A seletividade que Antonio Candido constrói para delimitar a atividade do

crítico não impossibilita o uso de seu método na sociologia, mas ela finda por limitar

o alcance de seu programa a uma especificidade histórica. Raymond Williams

congrega um espectro qualitativamente mais extenso de fenômenos sociais, o que

lhe permite relacionar de modo contínuo a literatura aos processos sociais gerais e a

perceber as mudanças reversas da literatura por meio do tempo histórico.

Se as semelhanças teóricas e de projetos políticos foram operadas pela

realidade sociocultural estruturada internacionalmente, nossa hipótese, quanto às

divergências sobre os modos de se acercar do objeto artístico e de apreender o

social na obra literária, é a de que os meios intelectuais e os campos científicos de

cada um dos dois autores fomentaram necessidades distintas, que, por conseguinte,

tiveram de ser satisfeitas de modos particulares.

51

3 TRAJETÓRIAS

O objetivo deste capítulo é situar os percursos de Antonio Candido e

Raymond Williams. Convém pontuar que só desse modo é possível entender a

concepção de análise social do fenômeno literário proposta por eles dois. Sendo

assim, este capítulo foca brevemente na biografia de cada autor – sobretudo nas

oportunidades de vida que tiveram –, o contexto histórico geral e particular em que

surgiram como pensadores, o grupo intelectual a que se filiaram e os esforços para

formar uma disciplina ou campo de estudos. Nesse movimento, forma-se um

panorama da trajetória dos pensadores e assentam-se as bases para a discussão

teórica do capítulo subsequente.

3.1 Antonio Candido e herança familiar

Antonio Candido nasceu no Rio de Janeiro, em julho de 1918, no seio de uma

família abastada de classe média, mas viveu desde cedo em Minas Gerais,

incialmente em Cássia e posteriormente em Poços de Caldas. Foi nessa última

cidade que Candido fez o curso ginasiano, antes de migrar para São Paulo. Foi o

primeiro filho do casal Clarisse Tolentino de Mello e Souza e de Aristides Candido de

Mello e Souza. Seu pai e seu avô materno foram médicos. Alguns tios e primos, de

primeiro e segundo graus, também o foram. A medicina, portanto, era um assunto

constante em sua casa (PONTES, 1998, p. 153).

A formação de Antonio Candido ocorreu toda no período entre guerras –

desde a formação ginasial até a universitária. O crítico brasileiro cresceu durante o

período do Estado Novo, no interior de Minas Gerais, e entre 1940 e 1950

desenrolou-se grande parte de sua educação acadêmica na USP (Universidade de

São Paulo). Nas décadas de 1960 e 1970 atou com destaque como professor de

literatura brasileira.

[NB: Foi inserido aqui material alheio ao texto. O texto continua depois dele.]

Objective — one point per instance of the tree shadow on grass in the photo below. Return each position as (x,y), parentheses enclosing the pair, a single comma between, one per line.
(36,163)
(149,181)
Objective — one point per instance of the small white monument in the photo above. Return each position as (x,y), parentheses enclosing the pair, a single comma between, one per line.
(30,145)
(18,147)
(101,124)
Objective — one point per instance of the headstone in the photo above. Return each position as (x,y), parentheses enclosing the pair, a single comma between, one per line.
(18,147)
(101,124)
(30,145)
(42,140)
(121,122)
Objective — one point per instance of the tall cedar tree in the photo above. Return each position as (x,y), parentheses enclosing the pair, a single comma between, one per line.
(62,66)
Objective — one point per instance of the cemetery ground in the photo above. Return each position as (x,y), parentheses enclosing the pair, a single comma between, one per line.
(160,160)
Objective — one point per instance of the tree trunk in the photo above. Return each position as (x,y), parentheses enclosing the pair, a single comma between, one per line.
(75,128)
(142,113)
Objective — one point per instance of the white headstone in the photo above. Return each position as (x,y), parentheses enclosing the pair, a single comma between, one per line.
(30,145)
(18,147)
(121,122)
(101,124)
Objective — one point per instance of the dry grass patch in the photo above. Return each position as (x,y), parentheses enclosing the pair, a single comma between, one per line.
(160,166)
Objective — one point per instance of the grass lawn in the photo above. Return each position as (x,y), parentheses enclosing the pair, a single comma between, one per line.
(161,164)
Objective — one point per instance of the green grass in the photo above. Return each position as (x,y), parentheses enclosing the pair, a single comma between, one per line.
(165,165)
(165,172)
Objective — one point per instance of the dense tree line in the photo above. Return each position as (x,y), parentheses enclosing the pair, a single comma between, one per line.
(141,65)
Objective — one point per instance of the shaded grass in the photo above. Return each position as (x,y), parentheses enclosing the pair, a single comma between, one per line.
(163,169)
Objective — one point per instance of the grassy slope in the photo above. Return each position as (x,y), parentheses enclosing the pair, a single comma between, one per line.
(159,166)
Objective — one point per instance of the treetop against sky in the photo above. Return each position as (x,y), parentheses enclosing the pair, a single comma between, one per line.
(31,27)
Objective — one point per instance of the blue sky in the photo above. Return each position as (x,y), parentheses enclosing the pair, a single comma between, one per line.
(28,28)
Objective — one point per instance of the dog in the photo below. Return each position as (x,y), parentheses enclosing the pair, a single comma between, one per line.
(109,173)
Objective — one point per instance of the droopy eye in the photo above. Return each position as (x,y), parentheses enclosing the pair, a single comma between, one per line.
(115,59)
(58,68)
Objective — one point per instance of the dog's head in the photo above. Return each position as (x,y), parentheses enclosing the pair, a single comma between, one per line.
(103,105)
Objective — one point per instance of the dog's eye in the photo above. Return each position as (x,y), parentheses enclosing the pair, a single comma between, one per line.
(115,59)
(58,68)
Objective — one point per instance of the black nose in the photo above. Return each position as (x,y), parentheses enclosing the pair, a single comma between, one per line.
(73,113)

A atenção dispensada à análise da cultura brasileira,

particularmente o processo de formação, expresso por intermédio da literatura, é um

dos fatores que o diferenciam.

Importa salientar que um pensador da relevância de Antonio Candido,

tomando o conjunto de sua obra, não surge por acaso, mesmo levando em

consideração que ele teve acesso ao ensino universitário em uma época em que

52

isso estava longe de ser factível para a fatia majoritária da população. Explicamos:

se o próprio acesso ao ensino universitário é um reflexo da posição social que

Candido ocupava, não é ele o único fator que concorre para a sua constituição como

crítico de cultura. A sua família e o ambiente culto que nela imperava são também

elementos determinantes.

É válido notar, por exemplo, a oportunidade que teve Antonio Candido em

aprender a língua e a cultura francesa quando ainda era muito jovem. Isso porque,

por meio de compromissos profissionais de seu pai, passou um ano na Europa,

entre 1928 e 1929. Enquanto Aristides de Mello e Souza fazia um curso de

especialização em medicina, Antonio Candido tinha aulas de francês e cultura

europeia com Marie Rohlfs de Sussex, que atuava como um tipo de governanta na

casa onde vivia. A experiência da viagem e todo o conhecimento adquirido tiveram

impacto fortíssimo na formação do futuro sociólogo e crítico (PONTES, 1998, p.

155).

Antonio Candido afirmou que essa viagem solidificou e cristalizou a influência

clássica que a cultura francesa exercia à época sobre o brasileiro – como ele – de

classe média, dado que essa presença se fazia sentir dentro de sua família, que

experimentava o francês quase como segunda língua. Por fim, e como

reconhecimento da condição social privilegiada, Candido também admitiu que para

seus contemporâneos brasileiros isso não era algo comum (PONTES, 1998, p. 156).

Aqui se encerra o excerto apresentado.